I know what you mean, but also it’s kinda fun to solve my own problems lately, even if it takes 100x longer:-). Fortunately cached copies of many Reddit posts exist, although unfortunately those do not always include comments:-(.
I do wonder if the Fediverse will ever be able to replace Reddit in terms of searchable terms for niche questions. I hate that a lot of niche communities that I’ve been apart of recently have been on discord or reddit. If those communities stay there then all that tech support will be lost; like tears in rain.
If Reddit remains the place for those kinds of niche questions that probably means spez will win in the long run. That’s what brought me to reddit, whenever I had a question reddit was always the best result.
If Reddit remains the place for those kinds of niche questions that probably means spez will win in the long run.
Is reddit making bank? From what I know, the answer is: No. Even currently reddit is not profitable.
So, unless reddit grows, spez loses. If reddit becomes “the place you go to for niche questions”, while bleeding on the front of hopeless and passionate addicts who make content for big subs, that is a problem. Because only big subs get big views, meaning big ad revenue.
Reddit needs to gain more people. And if not more people, then more engagement. And if not more engagement, then more high quality content from a passionate userbase, leading to more people and more engagement. With “being the place for niche questions”, you will not ever get that sweet and necessary growth. You will get a stable influx of users. But that is probably not enough. As soon as niche subs are the one attractive feature of reddit, its business model is probably dead.

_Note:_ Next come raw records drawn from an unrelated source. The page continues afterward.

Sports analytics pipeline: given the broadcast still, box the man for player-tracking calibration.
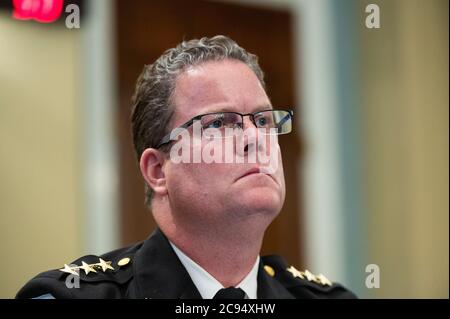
[17,36,354,299]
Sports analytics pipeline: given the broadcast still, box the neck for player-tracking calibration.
[171,228,263,287]
[155,200,268,287]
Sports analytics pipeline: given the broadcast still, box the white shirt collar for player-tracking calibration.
[169,241,259,299]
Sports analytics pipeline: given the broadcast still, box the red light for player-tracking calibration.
[13,0,64,23]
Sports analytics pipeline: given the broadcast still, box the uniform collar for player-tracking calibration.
[169,241,259,299]
[128,229,294,299]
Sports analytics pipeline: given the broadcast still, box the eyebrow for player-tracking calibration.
[202,104,273,114]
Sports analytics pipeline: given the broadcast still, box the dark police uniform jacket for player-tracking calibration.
[16,229,355,299]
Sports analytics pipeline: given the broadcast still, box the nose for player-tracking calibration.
[237,115,260,156]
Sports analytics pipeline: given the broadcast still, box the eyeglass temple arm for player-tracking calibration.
[277,111,293,133]
[156,118,193,149]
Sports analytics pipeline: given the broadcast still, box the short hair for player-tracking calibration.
[131,35,265,207]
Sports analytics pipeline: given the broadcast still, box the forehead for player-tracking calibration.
[172,60,271,126]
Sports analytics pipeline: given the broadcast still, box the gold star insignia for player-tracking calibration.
[80,261,97,275]
[59,264,79,276]
[96,258,114,272]
[304,269,316,281]
[287,266,305,279]
[264,265,275,277]
[316,274,332,286]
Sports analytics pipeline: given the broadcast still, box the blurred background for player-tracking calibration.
[0,0,449,298]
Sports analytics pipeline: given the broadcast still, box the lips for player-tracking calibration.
[239,167,261,178]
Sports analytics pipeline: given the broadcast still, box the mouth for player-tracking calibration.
[236,167,273,181]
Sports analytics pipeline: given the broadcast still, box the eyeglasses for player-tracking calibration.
[156,110,294,149]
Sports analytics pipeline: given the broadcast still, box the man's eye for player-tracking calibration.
[256,117,267,126]
[204,120,223,129]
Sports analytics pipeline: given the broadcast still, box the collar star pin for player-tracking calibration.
[287,266,332,286]
[59,258,114,276]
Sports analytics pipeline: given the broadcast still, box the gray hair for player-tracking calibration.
[131,35,265,207]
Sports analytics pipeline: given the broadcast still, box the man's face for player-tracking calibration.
[164,60,285,223]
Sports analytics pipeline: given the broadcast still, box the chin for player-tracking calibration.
[237,188,283,216]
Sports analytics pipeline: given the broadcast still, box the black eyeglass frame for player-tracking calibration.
[156,109,294,149]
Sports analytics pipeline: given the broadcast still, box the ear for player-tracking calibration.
[139,148,167,195]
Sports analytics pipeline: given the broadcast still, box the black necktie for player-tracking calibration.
[213,287,245,299]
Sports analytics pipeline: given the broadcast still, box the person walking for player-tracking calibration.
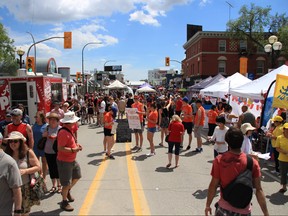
[275,123,288,193]
[32,111,48,180]
[0,133,22,216]
[194,100,205,153]
[57,112,82,211]
[166,115,185,168]
[1,131,41,215]
[204,125,270,216]
[146,103,158,156]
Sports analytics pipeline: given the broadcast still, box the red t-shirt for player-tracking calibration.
[57,126,77,162]
[211,152,261,214]
[168,121,185,143]
[147,110,158,128]
[175,99,183,111]
[207,110,218,124]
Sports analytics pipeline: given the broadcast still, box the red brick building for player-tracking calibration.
[182,25,286,87]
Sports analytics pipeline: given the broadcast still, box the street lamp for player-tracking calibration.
[82,42,102,94]
[264,35,282,69]
[16,48,25,69]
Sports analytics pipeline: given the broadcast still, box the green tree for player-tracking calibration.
[0,23,18,75]
[227,3,288,56]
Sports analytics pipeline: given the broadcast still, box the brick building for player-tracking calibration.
[182,25,286,87]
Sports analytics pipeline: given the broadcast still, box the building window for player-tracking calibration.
[256,60,265,74]
[218,60,226,74]
[239,40,247,51]
[219,40,226,52]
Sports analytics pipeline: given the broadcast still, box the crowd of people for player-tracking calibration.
[0,91,288,215]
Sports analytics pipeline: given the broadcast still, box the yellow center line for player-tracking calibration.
[78,158,109,216]
[125,143,151,215]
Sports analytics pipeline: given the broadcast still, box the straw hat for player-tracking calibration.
[60,111,80,124]
[5,131,26,142]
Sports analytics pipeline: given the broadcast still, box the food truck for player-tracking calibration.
[0,74,67,124]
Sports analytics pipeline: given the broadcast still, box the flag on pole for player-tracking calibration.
[272,74,288,109]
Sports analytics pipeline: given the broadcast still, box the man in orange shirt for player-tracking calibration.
[181,97,193,150]
[194,100,205,152]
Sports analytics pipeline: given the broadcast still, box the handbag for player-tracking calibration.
[27,150,47,201]
[37,137,47,150]
[37,125,49,150]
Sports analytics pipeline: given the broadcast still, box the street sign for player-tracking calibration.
[104,65,122,71]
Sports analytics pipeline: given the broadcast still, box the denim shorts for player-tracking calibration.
[147,127,156,133]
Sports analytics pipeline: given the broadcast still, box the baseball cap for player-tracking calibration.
[11,108,23,116]
[271,116,283,122]
[182,96,189,103]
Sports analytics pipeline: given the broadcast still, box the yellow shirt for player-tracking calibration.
[275,135,288,162]
[271,125,283,148]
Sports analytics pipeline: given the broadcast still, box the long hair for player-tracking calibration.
[5,139,28,160]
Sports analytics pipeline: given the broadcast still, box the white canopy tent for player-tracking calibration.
[200,73,251,98]
[107,80,127,90]
[136,86,156,93]
[230,65,288,100]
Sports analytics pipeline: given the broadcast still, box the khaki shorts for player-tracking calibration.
[194,126,203,138]
[57,160,82,186]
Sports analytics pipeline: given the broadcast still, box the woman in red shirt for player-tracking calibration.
[166,115,185,168]
[146,103,158,156]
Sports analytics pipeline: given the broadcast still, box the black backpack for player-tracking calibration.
[221,155,253,209]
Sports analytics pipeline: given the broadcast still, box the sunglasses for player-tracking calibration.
[9,140,19,143]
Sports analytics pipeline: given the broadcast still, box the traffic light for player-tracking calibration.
[165,57,170,67]
[64,32,72,49]
[76,72,82,83]
[26,56,35,72]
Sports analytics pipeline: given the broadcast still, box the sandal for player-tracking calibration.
[49,187,56,193]
[55,185,62,193]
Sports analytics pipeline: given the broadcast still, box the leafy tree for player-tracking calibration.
[227,3,288,56]
[0,23,18,75]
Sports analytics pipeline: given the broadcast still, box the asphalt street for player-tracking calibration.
[31,122,288,215]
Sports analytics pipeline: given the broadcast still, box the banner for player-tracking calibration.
[125,108,141,129]
[272,74,288,109]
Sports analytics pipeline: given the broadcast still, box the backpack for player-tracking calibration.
[221,155,253,209]
[52,127,75,154]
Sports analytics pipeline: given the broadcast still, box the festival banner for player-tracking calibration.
[272,74,288,109]
[125,108,141,129]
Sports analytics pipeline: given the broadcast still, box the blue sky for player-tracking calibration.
[0,0,288,80]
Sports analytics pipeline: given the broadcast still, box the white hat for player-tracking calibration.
[5,131,26,142]
[60,112,80,124]
[241,123,256,134]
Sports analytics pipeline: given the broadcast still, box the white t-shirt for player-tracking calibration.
[241,135,252,154]
[211,126,229,153]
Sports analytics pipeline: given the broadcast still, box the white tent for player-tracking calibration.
[200,73,251,98]
[230,65,288,100]
[136,86,156,93]
[107,80,127,89]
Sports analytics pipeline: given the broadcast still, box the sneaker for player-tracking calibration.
[131,146,139,151]
[136,147,142,152]
[146,152,156,157]
[60,200,74,211]
[67,190,75,202]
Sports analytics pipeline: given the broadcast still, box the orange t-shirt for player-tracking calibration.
[182,104,193,122]
[194,106,205,126]
[207,110,218,124]
[131,102,144,123]
[147,110,158,128]
[104,112,113,129]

Because, unless reddit grows, it is already dead.
I avoided Reddit like the plague because of how often it came up.
Quora and Yahoo Answers combined with the popularity of Facebook scared the hell out of me.
Then I dipped my toes in and found old pre-2015 Reddit, it was great for about 6 months and then The Decline started.
I remember when Reddit ran from selling gold, there was a little counter on the side saying how much they still needed.
All you got was no ads and access to the lounge IIRC.
This feels a lot like that.
Hell, we already have our own version of the poop knife, and new Star Wars movies are coming out too, we might get to revisit the Swamps of Dagobah while eating Jolly Ranchers.